Professor Griffin said delays in adequately protecting doctors and health workers caring for some of the country’s most vulnerable people against coronavirus were “simply unacceptable”.

“We have to get this right,” he said.

A federal Health Department spokeswoman said to minimise wastage some vaccines were administered to those eligible under phase 1a when excess doses were left following vaccination of residents.

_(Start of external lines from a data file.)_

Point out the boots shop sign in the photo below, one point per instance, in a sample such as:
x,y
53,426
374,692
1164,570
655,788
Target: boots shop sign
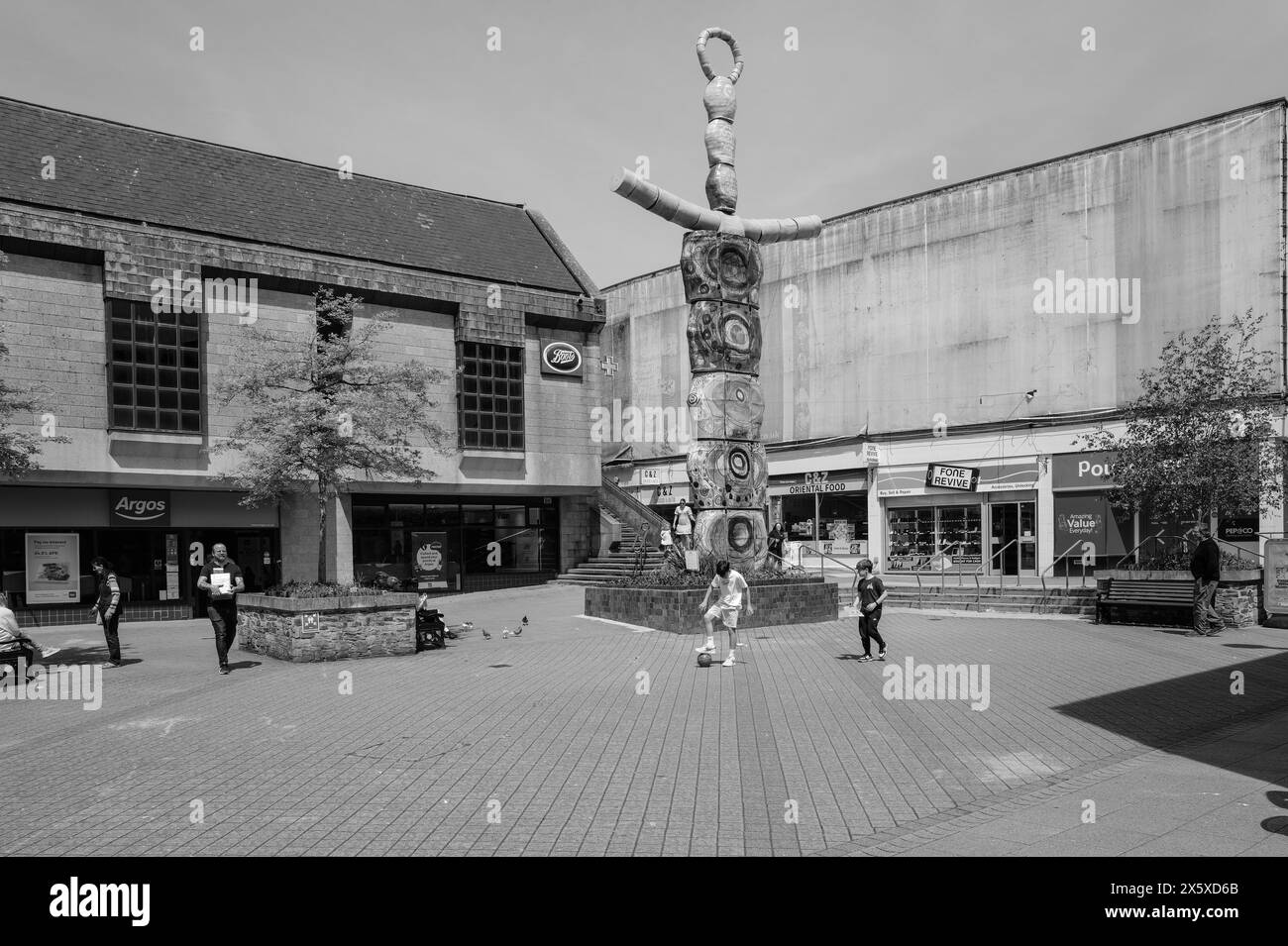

She said generally a second dose was given when medical teams returned to the aged care facilities to give residents their booster shots.

“There are some people who have not been able to present to the aged care facility to receive their second dose,” she said.

She said primary health networks were working with aged care facilities to ensure those who get their first Pfizer vaccine get their second dose, and she urged those waiting for their second dose to contact their local network. “People can access evidence of their COVID-19 vaccines in their immunisation history record through Medicare Online, the Medicare app.”

Australia’s vaccine rollout has been marred by delays, with some Australian GPs saying they have been set up to fail as the federal government allows millions of patients to book appointments while providing few doses to clinics

Victoria is having to throw out about three in every 1000 Pfizer doses that were destined for hotel quarantine workers, according to the Department of Health.

On Tuesday night a spokesperson for Aspen Medical said the company had identified that some healthcare workers had been vaccinated at aged care facilities but “did not have their first vaccination recorded accurately on the Australian Immunisation Register”.

“We would like to apologise to those healthcare professionals concerned for any inconvenience caused,” the spokesperson said.